Last April, I checked off one of my bucket list trips by driving from San Francisco to Los Angeles along the Pacific Coast Highway (you can read more about that trip over on Jetsetter). There are a number of gorgeous towns, parks and vistas along the way, but a highlight for me was definitely Big Sur. The region is known for the stunning scenery created as the Santa Lucia Mountains drop off dramatically to the Pacific, the rolling green hills jutting out into the stormy blue ocean. A particularly photogenic spot is the pull off just before the Bixby Creek Bridge, 13 miles south of Carmel.
To make the most of a day here, wake up early and hit Big Sur Bakery for breakfast, a charming little cafe where you can fuel up for a morning of hiking with strong coffee and their outstanding homemade granola (the bakery’s cookbook also makes a great souvenir).
If you haven’t hiked Big Sur before, your first stop shop be Pfeiffer Big Sur State Park. Named for the park’s former resident, John Pfeiffer, who sold the land to the state of California in 1933, the park covers a little over 1,000 acres and is best known for its giant redwood trees. Start off by hiking the Pfeiffer Falls Trail, an easy 1.4 miles roundtrip that takes you through one of the park’s best redwood groves and ends in a 60-foot high waterfall (the shot below is of our trip along this trail). Next, take the 2 mile Valley View trail, which leads hikers uphill for striking views of the Big Sur Valley and Point Sur.

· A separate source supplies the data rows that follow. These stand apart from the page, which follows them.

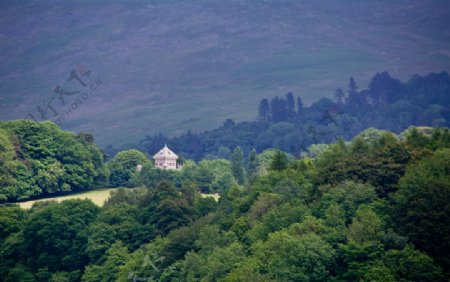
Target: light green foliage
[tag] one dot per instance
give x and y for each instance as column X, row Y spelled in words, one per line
column 348, row 195
column 40, row 158
column 116, row 222
column 116, row 256
column 123, row 166
column 11, row 220
column 216, row 265
column 295, row 258
column 284, row 225
column 55, row 235
column 366, row 227
column 279, row 161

For a casual lunch, head to Nepenthe Restaurant perched 800-feet above the ocean and order their signature “Ambrosia Burger” (a ground steak sandwich served on a French roll).
Or, if you’re in the mood for fancier fare, head to the Post Ranch Inn’s Sierra Mar restaurant for their five-course tasting menu staring locally-sourced ingredients like Monterey Red Abalone and paired with some of the best wines in the world. The view’s not bad either.
Afterwards, head to Julia Pfeiffer Burns State Park and take the McWay Waterfall Trail, an easy hike that’s under a mile and leads to an overlook facing McWay Falls, and 80-foot waterfall dropping onto a sandy beach. In December and January, this is also a prime spot for spotting gray whales as they migrate southward.
WHERE TO STAY
For Groups and Families: Big Sur River Inn, which has an expansive lawn that backs up against the redwood-lined Big Sur River. All rooms have private porches and suites work well for those traveling with kids thanks to trundle beds for little ones. There’s also a great little restaurant, with live music on Sundays.
For Couples On a Budget: Deetjen’s Big Sur Inn, a rustic little inn on the edge of the redwood forest, with a well-tended garden, cozy rooms and a restaurant focused on local, organic fare.